Mgm wrote:
On 1/24/07, Bryan Derksen bryan.derksen@shaw.ca wrote:
Links don't make Wikipedia great, the encyclopedic content within Wikipedia itself makes it great. Most of the time the stuff in the external links section could vanish without diminishing the value of the article in a significant way.
I'm not talking about the content value of the links. I'm talking about how the traffic from the sites who link us in return got us where we are.
Sure. And I agree: it is not fair to allow one's pagerank to be increased by all the links to you which various people make, without also increasing the pagerank of all the various pages you link back out to. But the spammers don't play fair, either, and we're in a war with them. I bemoan the collateral damage of the non-followed, non-spammy external links as much as the next guy, and I hope that better, more selective spam-control mechanisms can be deployed in the long run, but in the short run, we'd be crazy to let linkspammers run roughshod over our external links sections, to allow them to hijack our high pagerank in promoting their grotty little sites.

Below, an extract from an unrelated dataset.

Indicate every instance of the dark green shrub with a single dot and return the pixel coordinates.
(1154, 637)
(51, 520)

But with that said, I have to agree with Bryan: Wikipedia is not great because it has high pagerank. It is great because it has great content. Personally, I think Wikipedia's pagerank is too high: Wikipedia results tend to swamp the first page of many of the Google searches I do, to the detriment of the other sites I might also want to find. If the "boycott" as any effect, it won't bother me, or hurt Wikipedia, at all.